Era uma conversa entre o ator Lázaro Ramos e o pastor Henrique Vieira. Confesso, nenhum dos dois estava no meu quintal de interesse ou nas esquinas por onde ando. E sobre o rapaz evangélico, pouco tinha ouvido falar dele.

Parei para assistir por causa de Janaína de Paula, uma amiga de revoadas amanhecedoras e que nos desencontramos sempre por aí. Temos cidades um do outro em cada um.

Pois bem, Lázaro Ramos fez uma pergunta recorrente e que, geralmente, é respondida com uma caçamba de retóricas. Indagou ao pastor, também negro, "o que era Deus para ele".

Esperei coisas prontas, lugares comuns, citações bíblicas ao pé da letra, pieguices, milenarismos e definições enganosas para angariar simpatias. Mas não. Veio com um amor encarnado em possibilidades.

Deus, ele ou ela manifestada, talvez escape de qualquer resposta e seja um passo indefinido. Talhou mais ou menos assim.

Imagine se Deus fosse, realmente, o professado por quem defende a tortura, por quem exalta o torturador, por quem desaparece com a vítima e espezinha, anos depois, os silêncios da família?

Deus seria o absurdo de predestinar alguém tomado pelo preconceito para liderar um povo? Para odiar o amor possível entre um homem e outro homem?

Por alguém que não reconhece, natural, o beijo entre duas namoradas e a ventura de uma vida?

O endereço de Deus na terra é onde o amor encarnado se manifesta e se materializa. A frase é de Henrique Vieira.

Deus, portanto, talvez nunca será uma doutrina, um dogma. Nem será território maior ou restrito a uma única experiência religiosa.

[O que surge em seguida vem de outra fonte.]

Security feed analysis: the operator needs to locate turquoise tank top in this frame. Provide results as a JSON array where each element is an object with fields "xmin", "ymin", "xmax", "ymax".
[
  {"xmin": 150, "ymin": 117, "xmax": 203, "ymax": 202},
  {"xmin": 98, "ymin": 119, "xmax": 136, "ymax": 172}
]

Outra vez Vieira.

Não existe, além da farsa e do embusteiro, nada "terrivelmente evangélico", católico ou seja lá qual percurso de crença.

Fosse assim, Deus seria a maldade volante na existência. O controlador de tudo e de nada e a permissão para se produzir o misógino, o miliciano, o homem que ameaça o indígena e sua terra?

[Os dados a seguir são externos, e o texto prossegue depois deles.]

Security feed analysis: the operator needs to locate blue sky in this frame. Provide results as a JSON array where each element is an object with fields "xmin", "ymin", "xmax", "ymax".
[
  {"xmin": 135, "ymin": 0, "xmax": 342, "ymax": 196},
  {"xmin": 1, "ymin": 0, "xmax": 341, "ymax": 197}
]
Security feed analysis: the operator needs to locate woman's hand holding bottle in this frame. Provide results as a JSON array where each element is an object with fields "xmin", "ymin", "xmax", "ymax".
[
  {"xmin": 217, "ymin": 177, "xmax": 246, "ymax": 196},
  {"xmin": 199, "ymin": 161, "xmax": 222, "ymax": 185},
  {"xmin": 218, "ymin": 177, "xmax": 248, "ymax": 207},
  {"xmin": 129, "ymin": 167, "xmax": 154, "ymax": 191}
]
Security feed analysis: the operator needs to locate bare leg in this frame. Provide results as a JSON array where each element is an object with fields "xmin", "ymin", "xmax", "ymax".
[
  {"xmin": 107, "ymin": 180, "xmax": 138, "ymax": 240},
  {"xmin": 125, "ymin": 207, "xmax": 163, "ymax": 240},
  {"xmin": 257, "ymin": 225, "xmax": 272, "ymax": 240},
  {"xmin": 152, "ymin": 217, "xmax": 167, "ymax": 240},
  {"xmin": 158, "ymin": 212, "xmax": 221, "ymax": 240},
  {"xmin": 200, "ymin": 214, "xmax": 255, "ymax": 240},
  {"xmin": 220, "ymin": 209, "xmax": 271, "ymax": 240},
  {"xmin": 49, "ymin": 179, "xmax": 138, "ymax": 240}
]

Minha crença é volátil. Já escrevi por aqui. Deixou de acreditar no Sagrado Coração de Jesus apenas pendurado numa parede do Semiárido e lindamente descrito para uma fotografia.

Mas feito o pastor Henrique e a encíclica Laudato Si, do papa Francisco, "eu creio com raiva. Eu creio quase não crendo, mas não conseguindo deixar de crer".

Deus, depois que estou ficando cada dia mais antigo, não pode ser apenas um mágico de Oz. Todo poderoso sem ser. Porque essa entidade abstrata, alojada em um céu após um velório, já não voga mais.

Talvez, modo o pastor, creio no divino "porque ele vive e morre junto com a humanidade. Todo poderoso não faz sentido. Ele é todo amor, todo frágil e demasiadamente humano".